La memoria nos entrega los recuerdos de forma extraña. Eran tres chicos, pero ella sólo recordaba a uno, especialmente a uno. Ni siquiera podía poner un rostro determinado a los otros dos, los había olvidado. Tal vez, pensó, eso es exactamente la esencia, lo que queda. Y solo quedaba uno : Marcos.

A pesar del frío, él llevaba únicamente un polo Lacoste de color granate, presumía de poder soportar la temperatura sin problemas y se golpeaba los brazos para darse calor.

Marcos era un chico atractivo, no tendría mas de 18 años. Dicharachero, simpático, ocurrente y muy divertido. Al llegar a Sant Pau, se alojaron todos en una iglesia preciosa del siglo XVII. Una única estufa de leña sirvió para calentar toda la estancia.

Las noches de los excursionistas de entonces estaban hechas para no dormir o descansar lo justo, eran horas distintas, casi prohibidas en una España ahora inimaginable para cualquier joven de esa misma edad. Eran noches mágicas de verdad, casi siempre irrepetibles, aunque no todas inolvidables. Pero aquella lo fue.

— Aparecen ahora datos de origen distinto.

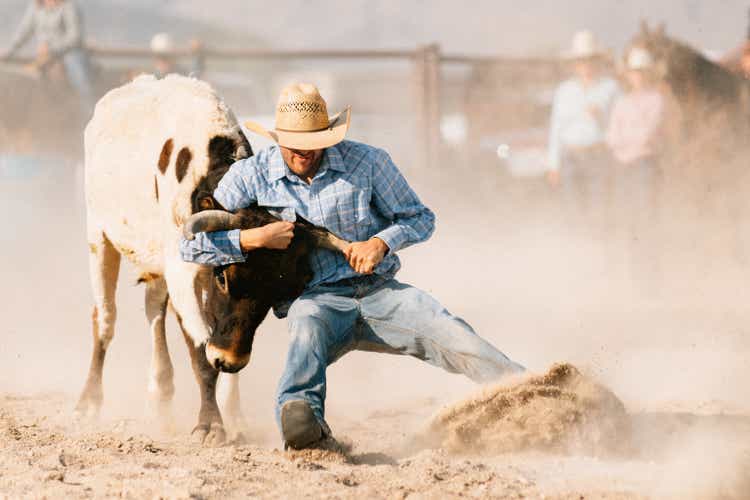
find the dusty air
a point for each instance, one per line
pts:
(375, 249)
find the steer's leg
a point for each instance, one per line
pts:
(104, 267)
(210, 428)
(161, 376)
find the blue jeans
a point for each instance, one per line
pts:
(377, 314)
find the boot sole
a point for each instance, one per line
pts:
(299, 426)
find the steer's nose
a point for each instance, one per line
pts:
(225, 360)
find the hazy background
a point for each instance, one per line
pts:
(474, 27)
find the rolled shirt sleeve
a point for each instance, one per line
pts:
(413, 222)
(220, 248)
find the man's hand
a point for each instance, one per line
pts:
(364, 256)
(276, 235)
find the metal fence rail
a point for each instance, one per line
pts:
(427, 61)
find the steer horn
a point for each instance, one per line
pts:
(210, 220)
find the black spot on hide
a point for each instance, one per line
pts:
(165, 155)
(182, 164)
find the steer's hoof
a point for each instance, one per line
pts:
(212, 434)
(87, 410)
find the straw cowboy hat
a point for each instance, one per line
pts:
(639, 59)
(302, 120)
(584, 46)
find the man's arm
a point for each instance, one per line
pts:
(412, 222)
(394, 198)
(222, 247)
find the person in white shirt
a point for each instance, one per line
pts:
(577, 157)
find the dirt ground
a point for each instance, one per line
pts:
(47, 455)
(678, 359)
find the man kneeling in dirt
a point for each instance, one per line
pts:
(353, 301)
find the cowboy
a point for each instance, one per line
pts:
(353, 301)
(634, 135)
(576, 153)
(58, 28)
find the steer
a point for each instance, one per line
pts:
(150, 148)
(248, 290)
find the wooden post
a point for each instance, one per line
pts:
(427, 93)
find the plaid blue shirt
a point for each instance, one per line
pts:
(357, 193)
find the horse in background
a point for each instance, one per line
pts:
(707, 93)
(704, 166)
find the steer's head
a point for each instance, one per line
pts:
(239, 296)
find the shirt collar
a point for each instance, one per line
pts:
(277, 168)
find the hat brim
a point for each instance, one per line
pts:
(319, 139)
(582, 56)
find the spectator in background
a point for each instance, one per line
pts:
(636, 116)
(634, 135)
(577, 156)
(163, 47)
(57, 26)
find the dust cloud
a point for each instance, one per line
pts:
(655, 317)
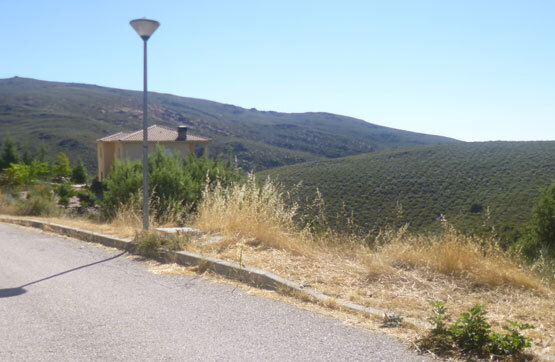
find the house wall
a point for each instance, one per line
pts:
(134, 150)
(105, 154)
(108, 152)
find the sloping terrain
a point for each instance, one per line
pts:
(472, 185)
(70, 117)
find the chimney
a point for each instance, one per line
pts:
(181, 133)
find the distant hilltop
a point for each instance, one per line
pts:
(69, 117)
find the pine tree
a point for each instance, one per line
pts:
(9, 153)
(61, 166)
(26, 157)
(79, 173)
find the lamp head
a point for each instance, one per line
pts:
(144, 27)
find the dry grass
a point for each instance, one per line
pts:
(258, 215)
(400, 274)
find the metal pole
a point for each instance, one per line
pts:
(145, 146)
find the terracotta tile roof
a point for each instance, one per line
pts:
(155, 134)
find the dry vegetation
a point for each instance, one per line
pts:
(401, 272)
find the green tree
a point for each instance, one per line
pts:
(42, 153)
(175, 183)
(9, 153)
(540, 234)
(40, 170)
(79, 173)
(26, 157)
(61, 166)
(16, 175)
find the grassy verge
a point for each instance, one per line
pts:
(400, 272)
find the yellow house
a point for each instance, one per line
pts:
(129, 145)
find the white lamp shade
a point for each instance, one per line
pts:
(144, 27)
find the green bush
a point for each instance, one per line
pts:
(539, 236)
(86, 198)
(79, 173)
(65, 191)
(472, 334)
(9, 153)
(61, 166)
(175, 184)
(149, 241)
(17, 174)
(39, 202)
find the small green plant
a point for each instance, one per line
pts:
(471, 331)
(79, 173)
(391, 320)
(149, 242)
(472, 334)
(86, 198)
(65, 191)
(439, 318)
(39, 202)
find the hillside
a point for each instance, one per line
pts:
(458, 180)
(70, 117)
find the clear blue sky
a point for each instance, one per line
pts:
(472, 70)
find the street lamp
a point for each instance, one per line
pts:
(145, 28)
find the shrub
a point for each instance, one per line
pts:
(86, 198)
(175, 184)
(61, 166)
(17, 174)
(123, 184)
(39, 202)
(79, 173)
(472, 334)
(149, 241)
(9, 153)
(65, 191)
(539, 236)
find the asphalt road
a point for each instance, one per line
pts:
(63, 299)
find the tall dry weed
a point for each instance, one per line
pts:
(455, 254)
(258, 214)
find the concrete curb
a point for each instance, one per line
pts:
(256, 277)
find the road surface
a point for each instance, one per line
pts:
(62, 299)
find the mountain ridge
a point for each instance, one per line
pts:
(71, 116)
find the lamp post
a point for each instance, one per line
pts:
(145, 28)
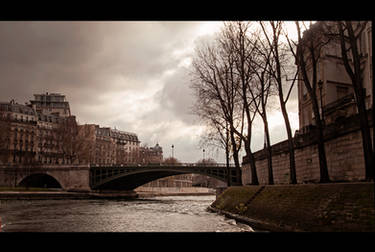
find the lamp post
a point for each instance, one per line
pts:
(320, 85)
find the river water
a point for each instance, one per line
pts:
(158, 214)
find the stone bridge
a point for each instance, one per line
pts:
(128, 177)
(99, 177)
(67, 177)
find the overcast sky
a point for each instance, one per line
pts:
(131, 75)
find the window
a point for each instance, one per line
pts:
(341, 91)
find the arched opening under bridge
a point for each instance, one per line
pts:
(40, 180)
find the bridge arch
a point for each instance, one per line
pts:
(129, 178)
(41, 180)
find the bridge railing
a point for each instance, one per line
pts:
(164, 164)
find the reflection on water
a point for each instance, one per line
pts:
(159, 214)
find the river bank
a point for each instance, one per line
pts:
(143, 192)
(336, 207)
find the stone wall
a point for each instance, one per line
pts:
(344, 151)
(71, 178)
(332, 207)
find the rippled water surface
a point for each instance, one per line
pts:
(159, 214)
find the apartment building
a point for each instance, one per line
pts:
(335, 93)
(107, 146)
(51, 104)
(29, 137)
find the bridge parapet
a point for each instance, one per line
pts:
(138, 174)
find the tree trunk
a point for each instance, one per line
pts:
(236, 157)
(292, 162)
(250, 155)
(268, 150)
(324, 177)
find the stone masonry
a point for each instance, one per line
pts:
(344, 153)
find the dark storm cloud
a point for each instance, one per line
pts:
(81, 59)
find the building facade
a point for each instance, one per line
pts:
(335, 93)
(30, 137)
(51, 104)
(338, 110)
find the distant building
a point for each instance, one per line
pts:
(51, 104)
(151, 154)
(29, 137)
(108, 146)
(336, 94)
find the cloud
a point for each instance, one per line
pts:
(128, 75)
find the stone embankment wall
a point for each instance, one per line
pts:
(338, 207)
(344, 151)
(174, 190)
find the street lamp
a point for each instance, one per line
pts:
(320, 85)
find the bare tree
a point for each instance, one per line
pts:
(261, 90)
(277, 70)
(238, 41)
(216, 89)
(307, 55)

“Adios, amor mío, no me llores, volveré antes de que de los sauces caigan las hojas….”

Alguien propuso hacer una tonta sesión de espiritismo. Marcos había estado hablando de sus proyectos, quería ir a Jerusalén de pastoreo y soñaba con ser actor. Ya bastante adentrada la noche se sentaron alredededor de una larga mesa de madera. Él insistió en colocar un plato con agua justo en el centro. Se arrancó un pelo de su cabeza y lo puso en el agua.

“ Marilyn Monroe –dijo- Vamos a invocar a Marilyn Monroe”. Marcos dirigía la situación, Carlota le miraba con cierta sorpresa, era un juego, pensaba, pero él se lo tomaba muy en serio, tal vez excesivamente en serio. Imaginar que Marilin Monroe iba a hacer acto de presencia era como plantearse la existencia de dios, tan complicado como confuso, dependiendo de las creencias de cada uno. El lugar era perfecto, una noche helada y negra junto a tres desconocidos compartiendo albergue. Les unía la montaña pero ninguno iba a escalar, ese era el único vínculo entre seis personas que se acababan de conocer y que nunca más volverían a verse.